On 14 June 2017, the Nigerian government approved the signature of the Multilateral Convention to Implement Tax Treaty Related Measures to Prevent BEPS (MLI). The initial signing ceremony for the BEPS MLI was held 7 June 2017, with 68 jurisdictions signing the agreement, and 8 formally expressing their intent to sign, including Nigeria (previous coverage). Once signed and the ratification instrument deposited, a match-making process will determine which provisions of the MLI apply to Nigeria's covered bilateral tax treaties with jurisdictions that have also included Nigeria in their list of covered tax treaties.
Swiss Federal Council Adopts Dispatch on Automatic Exchange of Financial Account Information with 41 States and Territories
The Swiss Federal Council announced on 16 June 2017 that it has adopted the dispatch on the introduction of the automatic exchange of financial account information with 41 states and territories. Implementation is planned for 2018, and the first sets of data should be exchanged in 2019 based on the Multilateral Competent Authority Agreement on the Automatic Exchange of Financial Account Information.
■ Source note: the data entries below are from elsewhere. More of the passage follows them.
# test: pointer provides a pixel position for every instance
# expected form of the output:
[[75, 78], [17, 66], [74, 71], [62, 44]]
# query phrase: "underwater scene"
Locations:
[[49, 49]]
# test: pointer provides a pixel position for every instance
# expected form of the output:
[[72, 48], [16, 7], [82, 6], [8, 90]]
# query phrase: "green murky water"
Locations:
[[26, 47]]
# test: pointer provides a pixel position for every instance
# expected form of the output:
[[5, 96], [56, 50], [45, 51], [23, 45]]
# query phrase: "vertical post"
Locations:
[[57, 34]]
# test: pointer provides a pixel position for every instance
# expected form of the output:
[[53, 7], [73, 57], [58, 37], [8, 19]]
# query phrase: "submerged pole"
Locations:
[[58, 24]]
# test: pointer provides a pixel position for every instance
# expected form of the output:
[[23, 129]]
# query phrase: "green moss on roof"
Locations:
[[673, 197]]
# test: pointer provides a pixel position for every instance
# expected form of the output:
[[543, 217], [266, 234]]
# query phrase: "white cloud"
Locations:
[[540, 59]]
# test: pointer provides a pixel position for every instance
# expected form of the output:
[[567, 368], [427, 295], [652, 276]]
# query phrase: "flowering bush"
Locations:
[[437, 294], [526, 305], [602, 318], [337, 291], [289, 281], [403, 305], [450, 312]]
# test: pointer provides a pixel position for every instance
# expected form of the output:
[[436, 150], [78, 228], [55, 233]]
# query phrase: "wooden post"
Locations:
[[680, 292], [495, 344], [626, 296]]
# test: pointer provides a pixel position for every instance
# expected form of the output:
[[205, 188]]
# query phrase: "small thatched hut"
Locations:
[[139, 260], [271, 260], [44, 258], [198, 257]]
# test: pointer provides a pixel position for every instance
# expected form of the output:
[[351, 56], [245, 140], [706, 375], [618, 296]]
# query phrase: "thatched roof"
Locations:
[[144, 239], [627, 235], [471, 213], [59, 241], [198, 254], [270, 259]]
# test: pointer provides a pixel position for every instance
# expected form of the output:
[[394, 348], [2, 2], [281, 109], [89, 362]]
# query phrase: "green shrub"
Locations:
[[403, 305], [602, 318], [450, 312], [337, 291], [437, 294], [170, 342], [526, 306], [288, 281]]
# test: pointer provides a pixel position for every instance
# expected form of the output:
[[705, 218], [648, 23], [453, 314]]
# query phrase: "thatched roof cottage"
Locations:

Exchange will be activated with each individual state or territory by means of a specific federal decree within the framework of the dispatch.
The states and territories include:
Andorra, Antigua and Barbuda, Argentina, Aruba, Barbados, Belize, Bermuda, Brazil, British Virgin Islands, Cayman Islands, Chile, China, Colombia, Cook Islands, Costa Rica, Curaçao, Faroe Islands, Greenland, Grenada, India, Indonesia, Israel, Liechtenstein, Malaysia, Marshall Islands, Mauritius, Mexico, Monaco, Montserrat, New Zealand, Russia, Saint Kitts and Nevis, Saint Lucia, Saint Vincent and the Grenadines, San Marino, Saudi Arabia, Seychelles, South Africa, Turks and Caicos Islands, United Arab Emirates, and Uruguay.